Laut Auskunft der Pressestelle der Regierung von Mittelfranken wurden bis zum 31. Dezember 2017 im gesamten Regierungsbezirk 396 Schusswaffen bei den Ämtern eingereicht. Diese Zahl setzt sich zusammen aus 112 illegalen und 284 legalen Waffen. Im Landkreis Nürnberger Land waren es bis zu diesem Zeitpunkt insgesamt 111 Schusswaffen, die bei der Behörde gelandet sind.
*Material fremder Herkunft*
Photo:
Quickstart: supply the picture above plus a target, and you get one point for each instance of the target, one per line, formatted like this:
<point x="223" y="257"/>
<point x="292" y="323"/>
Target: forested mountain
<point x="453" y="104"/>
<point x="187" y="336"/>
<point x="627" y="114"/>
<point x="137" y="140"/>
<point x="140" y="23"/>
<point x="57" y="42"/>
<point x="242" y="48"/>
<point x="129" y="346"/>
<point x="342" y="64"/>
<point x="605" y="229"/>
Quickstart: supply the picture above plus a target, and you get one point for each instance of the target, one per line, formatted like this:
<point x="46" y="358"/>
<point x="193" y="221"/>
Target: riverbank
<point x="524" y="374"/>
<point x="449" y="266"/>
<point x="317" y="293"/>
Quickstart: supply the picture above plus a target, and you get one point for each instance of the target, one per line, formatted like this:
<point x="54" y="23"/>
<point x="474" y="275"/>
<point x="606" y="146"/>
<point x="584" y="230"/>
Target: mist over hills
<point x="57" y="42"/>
Acht davon waren illegal, 103 legal erworben worden. Die Gesamtzahl der in Lauf abgegebenen Waffen ist damit die höchste im Vergleich der mittelfränkischen Landkreise. Ob davon auszugehen ist, dass im Nürnberger Land grundsätzlich von einer höheren Waffendichte auszugehen ist, oder davon, dass sich hier mehr Besitzer von ihren Waffen getrennt haben, ist aus dieser Erhebung natürlich nicht eindeutig ableitbar.

Auch eine Kiste mit Munition und eine Pumpgun liegen im Tresor der Behörde. | Foto: Spieß2018/02/waffenamnestie-landratsamt-lauf-spiess0002.jpg

Die abgegebenen Gewehre, Pistolen und Messer sollten nicht nur auf die Amnestie zurückgeführt werden, gibt Bezold von der Laufer Behörde: zu bedenken: „Bei uns ist es immer möglich, sich ohne Angst vor Strafe von Waffen zu trennen“, wirbt der Spezialist für seine Behörde.
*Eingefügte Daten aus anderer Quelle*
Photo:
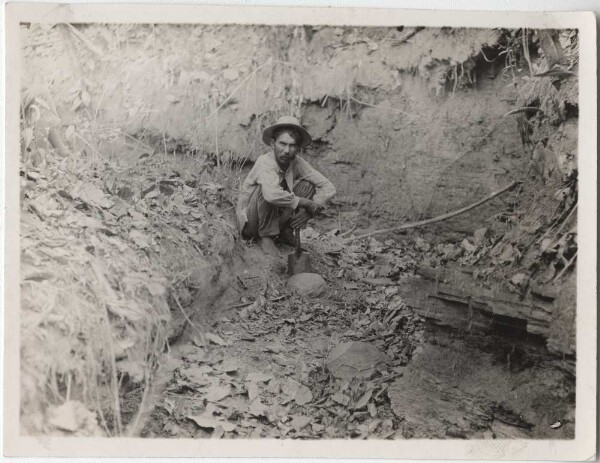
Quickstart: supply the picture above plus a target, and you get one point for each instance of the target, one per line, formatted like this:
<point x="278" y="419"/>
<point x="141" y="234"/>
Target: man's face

Abgabe ist am Landratsamt straffrei

Denn der Tresor im Landratsamt, in dem alles zwischengelagert ist, was abgegeben wird, sei der einzig richtige Ort – und nicht der heimische Dachboden, der Keller oder gar die Pegnitz. Erstaunlich für Bezold ist die geringe Anzahl von scharfen Schusswaffen, die im ersten Halbjahr der Amnestie bei ihm gelandet sind. Umso breiter ist die Palette von Luftgewehren, Gas- und Signalpistolen, Schlagringen, Hieb- und Stichwaffen. Oftmals handelt es sich aber auch um Deko-Gegenstände, die ein Laie jedoch nicht von scharfen Waffen unterscheiden kann. „Viele der oft alten Gewehre und Pistolen haben nur noch Schrottwert, sind aber keinesfalls Dinge für den Hausmüll“, warnt der Mann im Amt.

Vor Abgabe informieren

Wer etwas loswerden möchte, sollte unbedingt vorher telefonisch Kontakt aufnehmen und sich beraten lassen (Telefon 09123/9506297). Denn die Waffen einfach in die Tasche zu stecken oder gar unter dem Arm durch die Gegend zu tragen, kann ganz dumm sogar für den einsichtigen Bürger ausgehen, da die Polizei grundsätzlich gezwungen ist, gegen Waffentransporte vorzugehen.
Auffallend ist vor allem die große Menge an Munition jeglichen Kalibers, die im Landratsamt bislang abgegeben wurde und zwischengelagert wird. Von hier wird sie nach Feucht zum Sprengkommando gebracht und dort unschädlich gemacht. Anders die Waffen, sie kommen zum Landeskriminalamt nach München und werden dort entsorgt.

Kein Vergleich mit 2009

Die Amnestie wird, laut Auskunft des Landratsamtes, nach dem derzeitigen Stand nicht die immense Größenordnung der entsprechenden Aktion im Jahr 2009 erreichen. Damals waren im Nürnberger Land mehr als 600 Waffen abgegeben worden. Dies ist darauf zurückzuführern, dass damals der Schock nach dem Amoklauf in Winnenden mit 16 Todesopfern offensichtlich tiefe Spuren in der Bevölkerung hinterlassen, hinsichtlich Waffenbesitz sensibilisiert und deshalb viele Waffenbesitzer zur Abgabe animiert hatte.